There is one overwhelming factor to caving in North America - distance. The nearest caves to Ontario worthy of the name are the West Virginian Group, 500 miles away. These are the northerly extremities of a great crescent shaped band of caving country which sweeps south and west into Alabama and Missouri. The caves themselves are extremely varied, except that there is little vertical development, and that they are for the most part wet. Schoolhouse is probably the most renowned, and it also has a predictably West Virginian snag: - the owner, a highly religious character, who has a low opinion of scruffy cavers applying for permission to go down at 10 on a Sunday morning. In Yorkshire, all would be well, as a trip to the pub would obviate the need to cave. American beer has the reverse effect, however - particularly the West Virginian brew, which is a mere 3.2% alcohol. To compensate, there is the promise of hundreds of new caves; at present some 90% of all those caves are within half a mile of a road, and there aren't that many roads.

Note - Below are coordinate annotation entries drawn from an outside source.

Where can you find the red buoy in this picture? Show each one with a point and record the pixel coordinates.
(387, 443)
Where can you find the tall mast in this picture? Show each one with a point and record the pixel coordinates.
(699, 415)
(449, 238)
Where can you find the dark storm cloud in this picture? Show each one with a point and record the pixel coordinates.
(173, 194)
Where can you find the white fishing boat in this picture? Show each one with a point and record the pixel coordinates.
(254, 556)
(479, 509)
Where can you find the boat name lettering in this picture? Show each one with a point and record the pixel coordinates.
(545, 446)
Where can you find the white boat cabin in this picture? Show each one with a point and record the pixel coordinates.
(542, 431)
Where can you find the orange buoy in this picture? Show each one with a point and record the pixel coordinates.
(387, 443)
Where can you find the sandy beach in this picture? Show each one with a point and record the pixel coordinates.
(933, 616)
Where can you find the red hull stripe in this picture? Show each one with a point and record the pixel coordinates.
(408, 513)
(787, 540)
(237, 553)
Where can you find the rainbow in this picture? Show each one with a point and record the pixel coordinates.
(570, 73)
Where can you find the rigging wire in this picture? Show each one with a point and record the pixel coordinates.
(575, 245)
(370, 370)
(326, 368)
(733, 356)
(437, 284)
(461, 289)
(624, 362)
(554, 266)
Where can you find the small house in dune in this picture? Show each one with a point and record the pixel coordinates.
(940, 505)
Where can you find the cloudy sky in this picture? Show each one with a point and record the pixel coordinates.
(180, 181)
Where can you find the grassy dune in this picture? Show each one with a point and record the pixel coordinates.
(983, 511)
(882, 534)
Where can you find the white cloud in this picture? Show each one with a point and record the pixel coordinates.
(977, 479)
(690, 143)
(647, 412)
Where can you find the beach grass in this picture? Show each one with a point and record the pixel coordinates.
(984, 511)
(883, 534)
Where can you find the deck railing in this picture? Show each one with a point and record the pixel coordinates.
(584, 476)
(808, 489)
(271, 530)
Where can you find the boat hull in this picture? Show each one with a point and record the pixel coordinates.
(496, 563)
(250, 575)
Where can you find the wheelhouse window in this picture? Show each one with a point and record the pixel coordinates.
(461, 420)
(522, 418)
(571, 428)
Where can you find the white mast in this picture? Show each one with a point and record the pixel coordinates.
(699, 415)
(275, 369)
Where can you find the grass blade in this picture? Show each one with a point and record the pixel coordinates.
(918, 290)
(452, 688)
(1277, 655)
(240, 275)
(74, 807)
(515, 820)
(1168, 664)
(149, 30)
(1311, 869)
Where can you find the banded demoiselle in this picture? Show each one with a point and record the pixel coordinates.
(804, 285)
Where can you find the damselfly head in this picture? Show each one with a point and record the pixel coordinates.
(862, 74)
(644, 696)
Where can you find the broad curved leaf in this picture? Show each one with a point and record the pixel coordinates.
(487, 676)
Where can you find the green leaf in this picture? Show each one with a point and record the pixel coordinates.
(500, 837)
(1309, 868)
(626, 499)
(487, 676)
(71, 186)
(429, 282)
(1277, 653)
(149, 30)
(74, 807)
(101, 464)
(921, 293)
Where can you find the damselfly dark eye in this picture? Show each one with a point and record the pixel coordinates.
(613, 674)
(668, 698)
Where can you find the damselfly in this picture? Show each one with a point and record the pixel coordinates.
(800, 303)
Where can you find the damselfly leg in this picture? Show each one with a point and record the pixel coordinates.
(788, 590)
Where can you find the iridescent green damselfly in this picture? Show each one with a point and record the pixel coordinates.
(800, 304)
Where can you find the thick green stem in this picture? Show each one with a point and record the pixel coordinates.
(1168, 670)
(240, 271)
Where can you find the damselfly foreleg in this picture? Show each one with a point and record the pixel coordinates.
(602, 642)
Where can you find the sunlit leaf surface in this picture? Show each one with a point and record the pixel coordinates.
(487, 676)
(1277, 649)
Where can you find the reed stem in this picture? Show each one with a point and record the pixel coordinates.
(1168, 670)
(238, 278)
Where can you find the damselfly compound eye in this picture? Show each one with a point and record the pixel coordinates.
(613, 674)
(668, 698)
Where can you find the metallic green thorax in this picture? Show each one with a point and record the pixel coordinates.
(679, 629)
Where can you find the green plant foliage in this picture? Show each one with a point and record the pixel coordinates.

The same is true of most caving areas, the classic example being Mexico. For a Christmas holiday nine of us rented two vans and drove to Huatla, some 250 miles South-East of Mexico City. The trip took 72 hours, and was enlivened by ten minor accidents (for which no stops were made) and a collapsed gas tank, which brought us to a halt at 12 noon on a Saturday in the middle of Mexico City. With a bit of broken Spanish and a lot of luck we found a mechanic, who cut the tank open, bent it back into shape and welded it shut again in two hours. The price - ten dollars, and we drank two bottles of tequila between us. Then the caving started - on Christmas day - and ended 2006 feet lower, most of this being vertical. The sensation of sitting in a prussik sling in the centre of a 200 foot vertical rope is to be avoided. Following the retreat the trip went to pot, to say nothing of the psychedelic mushrooms for which Huatla is famed. Two more caves were pushed to the brink of pots over 200 feet deep, at which point we decided it was time to go - particularly as the Indians had turned hostile.

Since Christmas there has been relatively little action, but the summer season is just beginning. As I write this we are sitting in Jasper amid snow covered mountains, preparing to go to an area of Gypsum karst, about the size of England and Wales, in the North West Territories. Following this will be various fortnights all over Alberta, looking for yet more caves and working on those already known.